Anton asks the question, but – oddly – he fails to answer it. If the LIO must be restricted, geographically, then where – and on what basis – do we draw the line? He makes a go of arguing that countries where democracy has no history, and liberalism is unknown, are not likely candidates – but then doesn’t that rule out Syria, where US troops are now fighting? And what about Iraq, hardly a bastion of liberal democracy? Yet the Trump administration shows every indication that they intend to maintain and expand our endless “war on terrorism” in both of those unfortunate countries.
Anton argues that the overreach of the neocons led to:
“A growing awareness of the disconnect between the instrumental policies of that [international] order and its overriding purpose. In restoring a sense of the core objectives behind the LIO’s institutions, Trump actually shows a greater regard for it.”
Far from being a critic of the LIO, Trump is here portrayed as its savior! A neat trick, I must admit, but it won’t work for the reasons given above: Anton has no answer to those who ask “Why must we spend $6 trillion in the Middle East when our own country is falling apart at the seams?” The President rightly says we could’ve rebuilt our country twice over for that amount: how will Anton refute him?
No, we are not Trumpians, that much is clear from Anton’s essay. Indeed, he is quite explicit:
“Trump’s campaign was driven by the basic awareness of ordinary citizens that American peace, prestige, and prosperity were not being served by our foreign policy. Among the many reasons to be hopeful about President Trump’s foreign policy is that he seems to understand that correcting the errors of the neo-interventionists does not require adopting those of the paleo-isolationists.”
Ah yes, the “paleo-isolationists” – that’s us!
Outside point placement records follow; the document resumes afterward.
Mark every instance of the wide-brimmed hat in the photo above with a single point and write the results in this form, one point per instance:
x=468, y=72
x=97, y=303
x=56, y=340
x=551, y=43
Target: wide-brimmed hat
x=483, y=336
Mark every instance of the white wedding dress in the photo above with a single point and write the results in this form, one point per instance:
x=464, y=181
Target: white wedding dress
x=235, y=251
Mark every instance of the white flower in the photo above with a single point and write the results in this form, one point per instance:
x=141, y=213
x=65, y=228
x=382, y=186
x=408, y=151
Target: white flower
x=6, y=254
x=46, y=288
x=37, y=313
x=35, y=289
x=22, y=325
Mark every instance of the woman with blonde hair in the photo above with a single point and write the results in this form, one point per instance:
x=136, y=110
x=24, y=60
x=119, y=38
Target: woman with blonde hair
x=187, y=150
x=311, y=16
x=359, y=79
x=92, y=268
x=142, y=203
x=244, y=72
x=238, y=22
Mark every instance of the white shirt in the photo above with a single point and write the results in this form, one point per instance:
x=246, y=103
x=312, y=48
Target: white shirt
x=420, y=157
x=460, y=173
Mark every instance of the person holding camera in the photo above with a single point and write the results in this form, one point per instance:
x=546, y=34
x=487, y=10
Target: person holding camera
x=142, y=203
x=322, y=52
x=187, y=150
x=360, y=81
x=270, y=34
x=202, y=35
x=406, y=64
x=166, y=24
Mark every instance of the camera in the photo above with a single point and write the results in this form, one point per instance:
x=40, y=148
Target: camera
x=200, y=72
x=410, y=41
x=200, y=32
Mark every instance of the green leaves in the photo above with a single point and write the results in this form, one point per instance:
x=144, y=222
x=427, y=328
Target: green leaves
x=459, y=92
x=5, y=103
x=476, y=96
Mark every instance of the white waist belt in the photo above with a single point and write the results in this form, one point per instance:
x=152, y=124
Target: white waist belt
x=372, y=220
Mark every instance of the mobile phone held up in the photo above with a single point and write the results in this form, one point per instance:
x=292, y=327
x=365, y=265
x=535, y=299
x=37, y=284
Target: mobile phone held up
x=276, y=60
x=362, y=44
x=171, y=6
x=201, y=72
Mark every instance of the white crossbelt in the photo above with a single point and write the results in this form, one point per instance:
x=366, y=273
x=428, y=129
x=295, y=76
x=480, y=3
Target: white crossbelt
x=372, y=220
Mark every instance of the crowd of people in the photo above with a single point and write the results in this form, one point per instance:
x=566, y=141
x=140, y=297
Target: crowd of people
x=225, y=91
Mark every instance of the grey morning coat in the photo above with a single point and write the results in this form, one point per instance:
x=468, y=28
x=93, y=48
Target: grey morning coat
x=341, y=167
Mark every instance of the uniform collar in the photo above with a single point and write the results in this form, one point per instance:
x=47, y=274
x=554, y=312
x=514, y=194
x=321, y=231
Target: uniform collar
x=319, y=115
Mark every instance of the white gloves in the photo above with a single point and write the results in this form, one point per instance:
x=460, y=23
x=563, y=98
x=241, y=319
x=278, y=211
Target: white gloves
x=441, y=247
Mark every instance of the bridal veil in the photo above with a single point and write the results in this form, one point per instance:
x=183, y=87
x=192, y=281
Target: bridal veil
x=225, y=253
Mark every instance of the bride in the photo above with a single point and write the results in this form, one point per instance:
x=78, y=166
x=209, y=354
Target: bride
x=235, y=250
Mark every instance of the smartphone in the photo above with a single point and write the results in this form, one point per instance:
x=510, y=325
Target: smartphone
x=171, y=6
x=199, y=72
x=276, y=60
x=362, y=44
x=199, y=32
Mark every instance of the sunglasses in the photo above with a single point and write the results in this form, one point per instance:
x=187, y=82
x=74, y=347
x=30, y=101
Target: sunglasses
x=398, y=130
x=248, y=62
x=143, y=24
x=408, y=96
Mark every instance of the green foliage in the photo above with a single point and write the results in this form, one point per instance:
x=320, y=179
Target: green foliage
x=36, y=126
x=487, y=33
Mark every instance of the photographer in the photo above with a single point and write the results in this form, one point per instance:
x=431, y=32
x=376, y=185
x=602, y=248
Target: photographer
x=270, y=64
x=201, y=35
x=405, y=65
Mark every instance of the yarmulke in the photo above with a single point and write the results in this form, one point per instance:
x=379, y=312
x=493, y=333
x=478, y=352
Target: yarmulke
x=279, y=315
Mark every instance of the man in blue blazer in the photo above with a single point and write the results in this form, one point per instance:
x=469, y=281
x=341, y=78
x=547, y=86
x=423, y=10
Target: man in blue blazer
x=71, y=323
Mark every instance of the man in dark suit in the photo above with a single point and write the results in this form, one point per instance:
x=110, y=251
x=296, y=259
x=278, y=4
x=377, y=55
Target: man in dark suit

We, of course, are the real America Firsters, those who recognize that the problem with US foreign policy isn’t just a simple case of “overreach,” but of megalomania. After all, a stated desire to impose a “world homogenous state” on the globe isn’t an ideology so much as it’s a pathology – and a deadly dangerous one when it is married to the mightiest military machine the world has ever seen.
If Anton thinks he will “save” the country from “paleo-isolationism,” he is very much mistaken. For the truth of the matter is that he has failed to recognize that rulers, by their very nature, are incapable of recognizing and respecting the limits of power: they always seek to expand their domain. This is why NATO has continued to expand well beyond the time when it had any real defensive function. This is why the “wise men” who lorded over the LIO didn’t – and couldn’t – stop the very concept from bloating out into an inflated and unsupportable Imperium. This is why the seemingly reasonable demand for the maintenance of American prestige ballooned into an untenable and ungodly hubris.
Men are human beings: they always go overboard. They are constantly testing the limits of their power – and, in the process, starting wars they can neither justify nor win. This is the immutable truth that “paleo-isolationism” is founded on. The good news is that, having challenged the LIO, Trumpism has paved the way for our eventual triumph. The bad news is that, in the process of trying to chart a middle path, the Trump administration may lead us into more of the bloody and cruel wars that Trump campaigned against.